SUBSTITUTE replaces specific substrings (en-dashes with hyphens above). Unlike REGEXREPLACE it is case-sensitive and does not interpret special characters, which makes it safer when the thing you are replacing might collide with a regex metacharacter. Stack SUBSTITUTE calls for multiple fixes: =SUBSTITUTE(SUBSTITUTE(A2, CHAR(160), " "), " ", " ") handles non-breaking spaces and double spaces in one cell.

Case normalization

LOWER and UPPER do exactly what they say. PROPER capitalizes the first letter of every word — useful for normalizing names but treacherous on data like "Mary McCarthy" ("Mary Mccarthy") or product codes ("AB-100" → "Ab-100"). For names specifically, consider a helper that lowercases everything then uppercases just the first letter of each word using regex.

Order matters

Apply cleaning in this order: trim and clean → substitute known weirdness → case normalization → final transformation. Reversing the order means TRIM operates on a pre-substituted string and may miss spaces introduced by the substitution. Build the chain in a helper column and only retire the helper once you trust the result.

Worked examples

Standard import-cleanup chain

=TRIM(CLEAN(SUBSTITUTE(A2, CHAR(160), " ")))

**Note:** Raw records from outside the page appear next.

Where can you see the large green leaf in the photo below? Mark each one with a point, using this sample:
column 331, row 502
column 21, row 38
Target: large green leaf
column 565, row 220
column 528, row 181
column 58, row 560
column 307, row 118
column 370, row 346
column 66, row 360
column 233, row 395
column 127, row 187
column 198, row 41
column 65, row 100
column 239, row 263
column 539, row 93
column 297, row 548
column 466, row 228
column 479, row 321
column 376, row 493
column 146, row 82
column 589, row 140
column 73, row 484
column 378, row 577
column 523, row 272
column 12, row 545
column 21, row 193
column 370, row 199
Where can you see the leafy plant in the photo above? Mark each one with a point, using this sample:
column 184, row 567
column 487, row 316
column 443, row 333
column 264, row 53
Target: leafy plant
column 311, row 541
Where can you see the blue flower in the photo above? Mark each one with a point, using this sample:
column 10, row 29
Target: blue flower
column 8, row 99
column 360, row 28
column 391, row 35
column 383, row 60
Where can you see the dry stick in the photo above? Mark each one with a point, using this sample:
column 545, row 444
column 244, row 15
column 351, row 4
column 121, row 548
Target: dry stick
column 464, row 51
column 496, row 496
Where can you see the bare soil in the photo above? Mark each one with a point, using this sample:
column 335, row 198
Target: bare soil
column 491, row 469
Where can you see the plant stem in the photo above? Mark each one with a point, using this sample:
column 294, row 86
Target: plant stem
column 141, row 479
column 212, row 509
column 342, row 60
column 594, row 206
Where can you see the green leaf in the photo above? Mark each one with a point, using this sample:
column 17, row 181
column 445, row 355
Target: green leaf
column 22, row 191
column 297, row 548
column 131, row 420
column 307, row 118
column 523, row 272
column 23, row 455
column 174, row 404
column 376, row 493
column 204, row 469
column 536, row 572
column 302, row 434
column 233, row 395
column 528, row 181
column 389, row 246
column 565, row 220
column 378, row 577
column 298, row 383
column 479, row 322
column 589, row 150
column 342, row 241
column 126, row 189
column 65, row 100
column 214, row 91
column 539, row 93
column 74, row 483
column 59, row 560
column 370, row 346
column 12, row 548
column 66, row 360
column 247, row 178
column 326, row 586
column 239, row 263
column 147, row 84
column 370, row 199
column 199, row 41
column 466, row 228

Replaces non-breaking spaces, then trims, then strips non-printable characters.

Normalize a phone number to digits only

=REGEXREPLACE(TRIM(A2), "[^0-9]", "")

Trim first to drop padding, then strip everything that is not a digit.

Fix mixed case names

=PROPER(LOWER(TRIM(A2)))

Lowercase first to neutralize ALL CAPS, then PROPER capitalizes per word.

Common mistakes (and how to avoid them)

Trusting the eye: a cell that looks empty often contains a single space or a non-breaking space. Use =LEN(A2) to verify.
Regex-replacing things that have a literal SUBSTITUTE answer — slower and more fragile.
Running PROPER on identifiers ("AB-100" → "Ab-100") and breaking your lookups.
Cleaning in place by copy-pasting values back over the source. Keep a clean column next to the dirty one until you are sure.

Tips that pay off later

CHAR(160) is a non-breaking space; CHAR(8203) is a zero-width space. Both are common in pasted web content.
UNICODE(MID(A2, n, 1)) tells you the codepoint of the n-th character — invaluable for diagnosing invisible junk.
Cleaning one cell at a time is fine for ad-hoc work; for production, wrap the chain in ARRAYFORMULA and own the column.

When to reach for something else

If your data is consistently dirty in the same way every import, fix it at the source (Apps Script on import, or a Forms validation rule) — cleaning the same garbage every time is a poor use of formula bandwidth.